- Battle of Manbij (1124): Part of the Crusades
| Date | 5 May 1124 |
| Location | Manbij, Syria |
| Result | Artuqid victory |

Belligerents
- County of Edessa: Artuqids

Commanders and leaders
- Joscelin I Geoffrey the Monk †: Belek Ghazi

Strength
- Unknown: Unknown

Casualties and losses
- Heavy, prisoners executed: Unknown

= Battle of Manbij (1124) =

The Battle of Manbij was a military engagement between the Crusader army of the County of Edessa and the Artuqid Turks near the city of Manbij. The Crusaders attempted to raise a siege by Belek Ghazi but were routed.

==Background==
After the capture of King Baldwin II of Jerusalem and Joscelin I, Count of Edessa, by Belek Ghazi, both prisoners were held in Harpoot.
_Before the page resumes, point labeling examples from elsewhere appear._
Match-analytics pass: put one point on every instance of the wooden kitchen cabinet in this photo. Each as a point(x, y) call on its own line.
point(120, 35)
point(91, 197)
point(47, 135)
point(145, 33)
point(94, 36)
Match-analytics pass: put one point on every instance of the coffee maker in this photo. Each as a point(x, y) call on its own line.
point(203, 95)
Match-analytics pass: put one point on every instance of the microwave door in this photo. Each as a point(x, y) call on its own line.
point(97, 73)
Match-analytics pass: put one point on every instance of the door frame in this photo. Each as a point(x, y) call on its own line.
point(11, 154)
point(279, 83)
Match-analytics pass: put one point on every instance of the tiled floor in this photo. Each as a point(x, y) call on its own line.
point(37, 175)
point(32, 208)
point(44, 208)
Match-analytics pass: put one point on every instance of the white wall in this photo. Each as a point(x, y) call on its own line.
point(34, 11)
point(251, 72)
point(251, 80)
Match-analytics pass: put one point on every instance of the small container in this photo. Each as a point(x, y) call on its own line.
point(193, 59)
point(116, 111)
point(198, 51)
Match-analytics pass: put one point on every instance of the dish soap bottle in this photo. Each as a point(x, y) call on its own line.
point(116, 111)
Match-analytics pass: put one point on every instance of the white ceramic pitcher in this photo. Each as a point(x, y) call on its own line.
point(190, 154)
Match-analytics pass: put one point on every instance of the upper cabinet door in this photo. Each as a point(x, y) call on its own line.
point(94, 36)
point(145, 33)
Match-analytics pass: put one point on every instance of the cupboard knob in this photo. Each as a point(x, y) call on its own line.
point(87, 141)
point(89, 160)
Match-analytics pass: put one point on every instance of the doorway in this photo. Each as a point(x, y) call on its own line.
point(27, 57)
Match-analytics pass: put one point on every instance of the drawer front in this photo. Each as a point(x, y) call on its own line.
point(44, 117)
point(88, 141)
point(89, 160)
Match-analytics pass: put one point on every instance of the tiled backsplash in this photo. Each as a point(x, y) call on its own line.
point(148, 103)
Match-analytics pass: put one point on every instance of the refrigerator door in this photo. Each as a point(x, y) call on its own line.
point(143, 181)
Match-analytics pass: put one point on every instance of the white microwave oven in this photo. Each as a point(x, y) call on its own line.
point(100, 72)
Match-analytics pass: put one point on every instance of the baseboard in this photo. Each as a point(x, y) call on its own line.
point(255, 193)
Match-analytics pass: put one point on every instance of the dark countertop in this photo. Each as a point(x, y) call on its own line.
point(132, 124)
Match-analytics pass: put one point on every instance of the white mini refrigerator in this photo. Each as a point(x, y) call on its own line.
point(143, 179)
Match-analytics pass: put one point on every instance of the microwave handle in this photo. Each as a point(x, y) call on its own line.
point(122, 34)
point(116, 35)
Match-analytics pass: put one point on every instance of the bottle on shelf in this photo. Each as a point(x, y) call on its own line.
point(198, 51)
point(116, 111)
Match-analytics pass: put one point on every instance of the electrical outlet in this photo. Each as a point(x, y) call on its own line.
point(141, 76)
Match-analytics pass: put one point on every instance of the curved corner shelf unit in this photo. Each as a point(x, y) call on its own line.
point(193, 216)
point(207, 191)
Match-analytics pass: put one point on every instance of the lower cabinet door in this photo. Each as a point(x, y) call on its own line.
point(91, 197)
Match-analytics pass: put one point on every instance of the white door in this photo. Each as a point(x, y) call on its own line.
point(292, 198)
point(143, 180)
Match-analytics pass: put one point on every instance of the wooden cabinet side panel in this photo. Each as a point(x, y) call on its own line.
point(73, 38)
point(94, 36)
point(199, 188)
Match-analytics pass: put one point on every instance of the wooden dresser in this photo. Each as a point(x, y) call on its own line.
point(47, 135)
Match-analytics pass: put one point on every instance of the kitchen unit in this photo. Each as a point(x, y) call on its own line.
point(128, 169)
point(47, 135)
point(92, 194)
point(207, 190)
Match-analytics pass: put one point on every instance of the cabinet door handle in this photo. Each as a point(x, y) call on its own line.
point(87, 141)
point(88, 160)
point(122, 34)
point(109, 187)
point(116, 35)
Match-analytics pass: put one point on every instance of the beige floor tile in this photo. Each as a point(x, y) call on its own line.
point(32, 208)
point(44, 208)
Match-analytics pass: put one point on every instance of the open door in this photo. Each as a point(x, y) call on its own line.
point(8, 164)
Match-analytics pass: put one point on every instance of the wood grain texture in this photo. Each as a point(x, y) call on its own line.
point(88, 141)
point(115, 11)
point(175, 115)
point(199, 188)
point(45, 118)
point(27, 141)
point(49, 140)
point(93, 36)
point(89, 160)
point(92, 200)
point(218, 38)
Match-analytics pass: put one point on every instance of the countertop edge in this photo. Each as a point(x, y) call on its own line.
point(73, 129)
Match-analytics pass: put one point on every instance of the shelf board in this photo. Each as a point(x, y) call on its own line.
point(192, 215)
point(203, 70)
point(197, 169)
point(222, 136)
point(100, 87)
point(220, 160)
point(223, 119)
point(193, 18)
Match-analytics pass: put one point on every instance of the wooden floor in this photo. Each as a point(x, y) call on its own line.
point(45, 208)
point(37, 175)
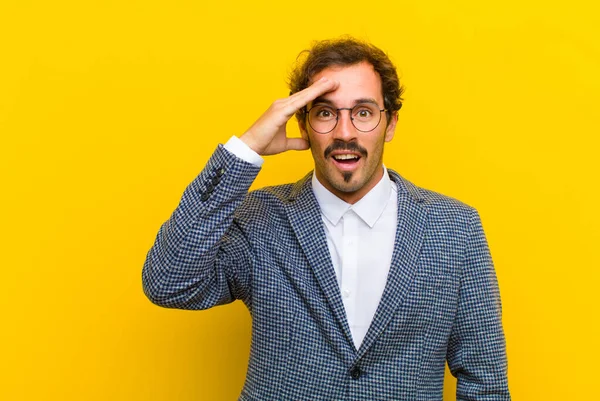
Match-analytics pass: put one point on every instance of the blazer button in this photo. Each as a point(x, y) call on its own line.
point(355, 373)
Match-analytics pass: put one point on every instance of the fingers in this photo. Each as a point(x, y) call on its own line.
point(302, 98)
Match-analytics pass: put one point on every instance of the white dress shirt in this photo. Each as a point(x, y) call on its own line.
point(360, 239)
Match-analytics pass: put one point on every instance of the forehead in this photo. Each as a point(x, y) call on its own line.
point(358, 81)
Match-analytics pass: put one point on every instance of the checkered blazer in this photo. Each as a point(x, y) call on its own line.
point(268, 248)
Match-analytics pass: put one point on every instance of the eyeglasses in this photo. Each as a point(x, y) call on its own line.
point(323, 118)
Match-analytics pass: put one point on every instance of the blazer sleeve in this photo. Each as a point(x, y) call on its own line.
point(201, 257)
point(476, 350)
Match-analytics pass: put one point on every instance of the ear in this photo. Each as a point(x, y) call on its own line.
point(391, 128)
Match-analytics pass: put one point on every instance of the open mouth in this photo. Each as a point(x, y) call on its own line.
point(346, 161)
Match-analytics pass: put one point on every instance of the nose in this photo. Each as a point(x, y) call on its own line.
point(345, 130)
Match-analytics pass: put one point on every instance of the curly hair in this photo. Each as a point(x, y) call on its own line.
point(347, 51)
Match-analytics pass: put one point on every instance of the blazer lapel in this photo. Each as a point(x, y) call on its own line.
point(410, 232)
point(305, 218)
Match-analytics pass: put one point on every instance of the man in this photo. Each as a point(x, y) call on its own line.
point(360, 284)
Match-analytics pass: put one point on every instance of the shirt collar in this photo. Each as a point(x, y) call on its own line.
point(369, 208)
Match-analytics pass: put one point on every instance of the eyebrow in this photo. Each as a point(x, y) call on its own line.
point(321, 100)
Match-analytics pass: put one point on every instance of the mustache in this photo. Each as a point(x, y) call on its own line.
point(341, 145)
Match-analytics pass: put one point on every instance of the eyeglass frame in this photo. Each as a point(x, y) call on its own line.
point(337, 117)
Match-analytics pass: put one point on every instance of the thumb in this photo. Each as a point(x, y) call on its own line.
point(297, 144)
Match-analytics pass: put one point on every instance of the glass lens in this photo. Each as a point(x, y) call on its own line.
point(366, 116)
point(322, 118)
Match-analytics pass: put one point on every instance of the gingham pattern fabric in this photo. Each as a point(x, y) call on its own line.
point(268, 249)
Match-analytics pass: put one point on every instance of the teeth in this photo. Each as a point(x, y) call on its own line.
point(345, 157)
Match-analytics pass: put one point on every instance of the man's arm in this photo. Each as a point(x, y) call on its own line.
point(201, 257)
point(476, 350)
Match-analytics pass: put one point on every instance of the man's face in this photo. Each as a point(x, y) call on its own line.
point(348, 162)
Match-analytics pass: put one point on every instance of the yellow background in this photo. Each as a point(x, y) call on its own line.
point(109, 108)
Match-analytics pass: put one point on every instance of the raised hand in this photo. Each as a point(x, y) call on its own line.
point(267, 136)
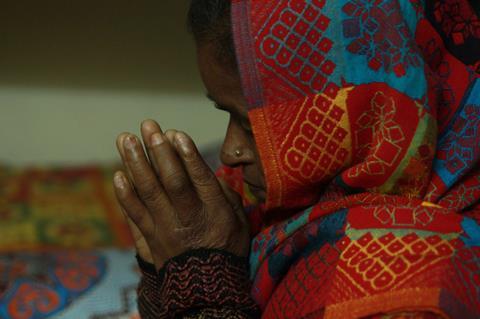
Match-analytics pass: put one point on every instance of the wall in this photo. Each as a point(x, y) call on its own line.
point(75, 74)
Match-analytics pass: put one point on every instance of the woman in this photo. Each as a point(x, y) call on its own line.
point(354, 142)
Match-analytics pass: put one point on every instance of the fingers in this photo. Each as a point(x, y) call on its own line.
point(174, 179)
point(148, 128)
point(202, 177)
point(144, 179)
point(131, 204)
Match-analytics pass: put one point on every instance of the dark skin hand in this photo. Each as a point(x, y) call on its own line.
point(173, 201)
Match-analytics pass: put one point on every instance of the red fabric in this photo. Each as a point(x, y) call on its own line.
point(367, 112)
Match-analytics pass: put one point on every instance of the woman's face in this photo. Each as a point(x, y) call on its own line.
point(224, 88)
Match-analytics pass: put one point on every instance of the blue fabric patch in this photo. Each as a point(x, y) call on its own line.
point(458, 146)
point(472, 230)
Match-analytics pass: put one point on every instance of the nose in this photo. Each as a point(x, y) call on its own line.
point(236, 150)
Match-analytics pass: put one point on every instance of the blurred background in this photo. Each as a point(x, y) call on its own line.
point(74, 74)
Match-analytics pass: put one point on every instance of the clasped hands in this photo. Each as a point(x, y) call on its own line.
point(172, 200)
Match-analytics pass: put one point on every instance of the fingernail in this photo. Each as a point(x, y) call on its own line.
point(130, 142)
point(157, 139)
point(119, 180)
point(182, 142)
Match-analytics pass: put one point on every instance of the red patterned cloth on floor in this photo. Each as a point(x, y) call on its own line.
point(50, 208)
point(366, 114)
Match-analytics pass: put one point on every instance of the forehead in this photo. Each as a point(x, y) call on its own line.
point(223, 84)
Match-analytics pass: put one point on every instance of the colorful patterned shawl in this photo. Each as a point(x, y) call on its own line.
point(368, 112)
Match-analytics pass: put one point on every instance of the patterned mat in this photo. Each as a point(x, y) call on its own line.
point(69, 285)
point(43, 209)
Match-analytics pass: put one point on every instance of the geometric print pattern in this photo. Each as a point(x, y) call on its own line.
point(295, 45)
point(378, 31)
point(458, 147)
point(319, 135)
point(458, 22)
point(380, 264)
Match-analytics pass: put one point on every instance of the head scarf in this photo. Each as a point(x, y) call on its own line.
point(366, 115)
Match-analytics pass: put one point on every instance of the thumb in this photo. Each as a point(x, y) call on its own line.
point(143, 250)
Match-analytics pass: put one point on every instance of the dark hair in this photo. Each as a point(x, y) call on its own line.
point(210, 22)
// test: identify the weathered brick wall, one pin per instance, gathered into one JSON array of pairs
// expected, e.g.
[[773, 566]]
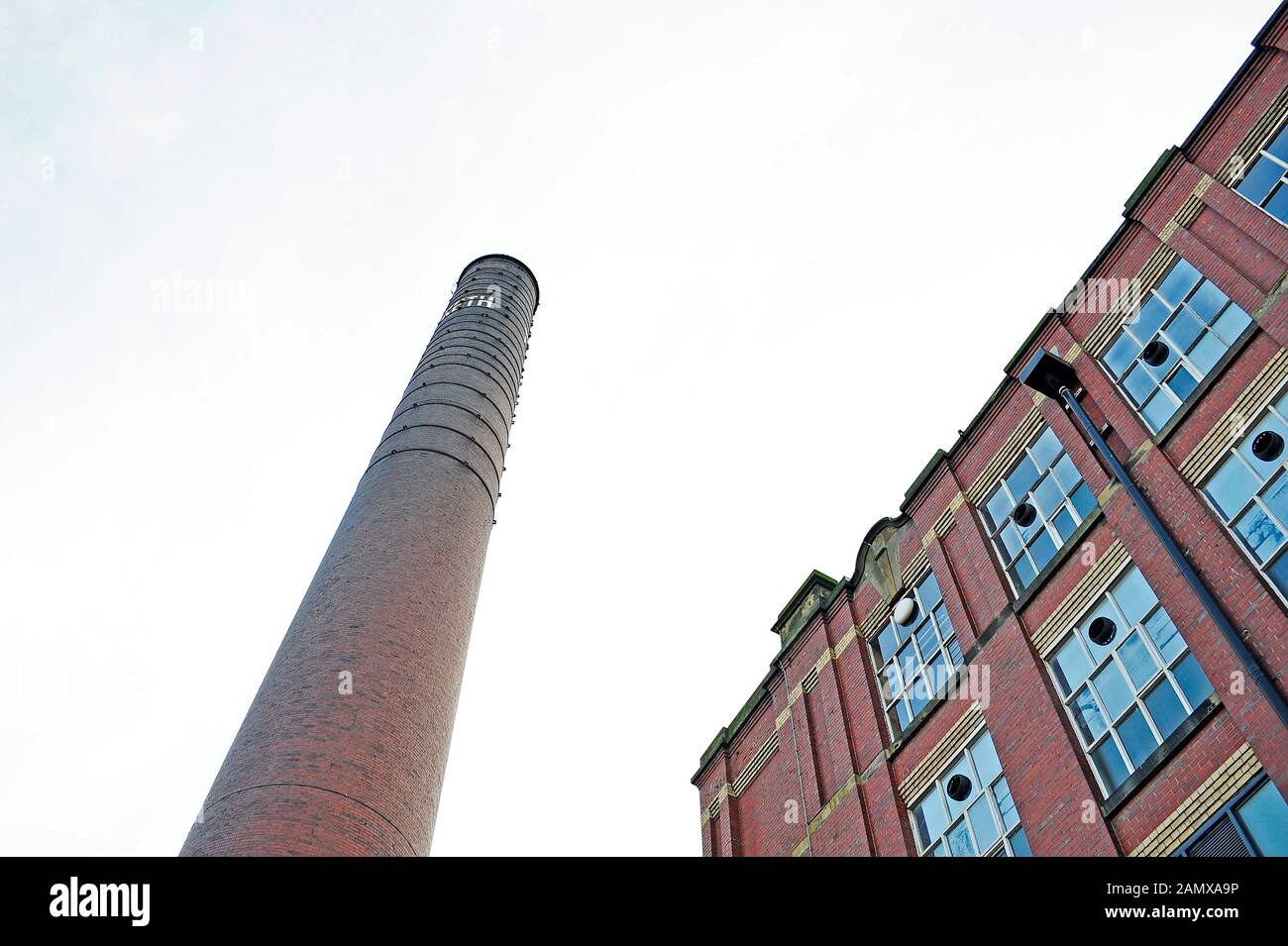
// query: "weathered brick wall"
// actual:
[[316, 770], [853, 768]]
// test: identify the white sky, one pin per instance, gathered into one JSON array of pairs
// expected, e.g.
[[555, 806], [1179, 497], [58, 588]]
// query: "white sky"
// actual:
[[785, 252]]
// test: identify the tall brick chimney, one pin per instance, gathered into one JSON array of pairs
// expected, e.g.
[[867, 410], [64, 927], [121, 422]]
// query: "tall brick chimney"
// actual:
[[344, 747]]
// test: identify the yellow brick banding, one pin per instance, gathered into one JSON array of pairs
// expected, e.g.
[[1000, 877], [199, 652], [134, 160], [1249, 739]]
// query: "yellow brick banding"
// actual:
[[1147, 277], [1008, 455], [953, 742], [1254, 398], [1254, 141], [1203, 803]]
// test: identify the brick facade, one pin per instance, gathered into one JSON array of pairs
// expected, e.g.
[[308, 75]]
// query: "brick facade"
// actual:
[[820, 701]]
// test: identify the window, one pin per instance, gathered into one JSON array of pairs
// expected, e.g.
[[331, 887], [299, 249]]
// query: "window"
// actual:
[[1263, 183], [1254, 824], [1127, 679], [1249, 491], [1172, 341], [1035, 508], [915, 659], [969, 811]]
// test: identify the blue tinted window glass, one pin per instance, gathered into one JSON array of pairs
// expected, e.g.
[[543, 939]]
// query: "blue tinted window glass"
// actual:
[[1083, 501], [1194, 683], [1278, 203], [1184, 330], [1278, 573], [1020, 845], [1138, 662], [1067, 473], [1047, 495], [986, 760], [928, 591], [1065, 525], [887, 641], [1046, 448], [1147, 319], [1179, 282], [1012, 541], [1262, 176], [1279, 147], [1087, 716], [1232, 323], [1138, 382], [1159, 409], [1164, 635], [1207, 301], [928, 817], [1006, 803], [1021, 478], [1137, 738], [999, 507], [1260, 533], [984, 824], [1022, 572], [1133, 594], [1112, 688], [1207, 353], [1265, 817], [1122, 354], [1109, 764], [1164, 708], [1276, 497], [1183, 383], [958, 841], [1042, 551], [1232, 486]]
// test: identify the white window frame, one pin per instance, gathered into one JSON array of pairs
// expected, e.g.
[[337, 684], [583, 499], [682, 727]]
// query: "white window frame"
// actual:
[[1163, 676], [944, 639], [1263, 154], [1005, 841], [1042, 521], [1163, 374], [1233, 452]]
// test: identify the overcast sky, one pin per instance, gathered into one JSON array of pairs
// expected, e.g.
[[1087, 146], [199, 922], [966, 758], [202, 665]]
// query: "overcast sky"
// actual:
[[785, 250]]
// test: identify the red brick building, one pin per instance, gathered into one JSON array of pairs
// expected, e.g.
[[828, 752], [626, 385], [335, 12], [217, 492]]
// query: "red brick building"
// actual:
[[1017, 666]]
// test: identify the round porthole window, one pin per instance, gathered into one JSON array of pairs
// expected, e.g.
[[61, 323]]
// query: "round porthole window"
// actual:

Joscelin was able to escape with the help of Armenian infiltrators. However, Baldwin failed to escape and was captured by Belek. Belek had the Armenian infiltrators flayed alive. Joscelin returned to the Crusader states and gathered an army to launch a raid against Belek's territory. Joscelin's raid was ruthless; he destroyed mosques, tombs, and everything on his way. He also attacked Turkomen tribes, seized their cattle, and inflicted atrocities on trading caravans. Learning of Joscelin's attack, Belek went to meet him; his presence forced Joscelin to retreat.

Having dealt with the Crusader attack, Belek turned his attention towards the governor of Manbij. Belek dispatched his cousin, Timurtash, with an army to Manbij and invited its ruler, Hasan, to participate in an attack on Tell Bashir. Hasan agreed, and Timurtash was allowed to enter the city. However, Hasan's brother Isa refused entry to Timurtash, who had then imprisoned Hasan. Isa was then besieged in the citadel. Isa asked Joscelin for help, promising him to cede Manbij if he were to push Belek's army. He agreed, as he wanted to meet Belek in battle.

==Battle==
Learning of the relief Crusader army, Belek abandoned the siege and went to meet them. Near Manbij, both armies met on May 5, 1124. Joscelin and Geoffrey the Monk led the Crusader army. Initially the Crusader army had the advantage. They managed to rout a Turkish wing. Joscelin and his troops also managed to rout another Turkish wing. However, the Crusaders led by Geoffrey were surrounded and massacred. Many were killed, including Geoffrey and other princes. Learning of this, the Crusaders were forced to retreat and take refuge in Tell Bashir.

==Aftermath==
Belek was victorious; the Crusaders who fell prisoner were executed. Belek then resumed the siege. However, on the next day, Belek was shot and killed by an arrow from the besiegers. Timurtash raised the siege and succeeded Belek as the Artuqid ruler of Aleppo. The death of Belek forced Timurtash to release Baldwin in exchange for Azaz and a large ransom. Baldwin agreed, and on August 24 he was freed. Baldwin, however, broke the agreement and instead allied with Dubais ibn Sadaqa from Banu Mazyad to capture Aleppo.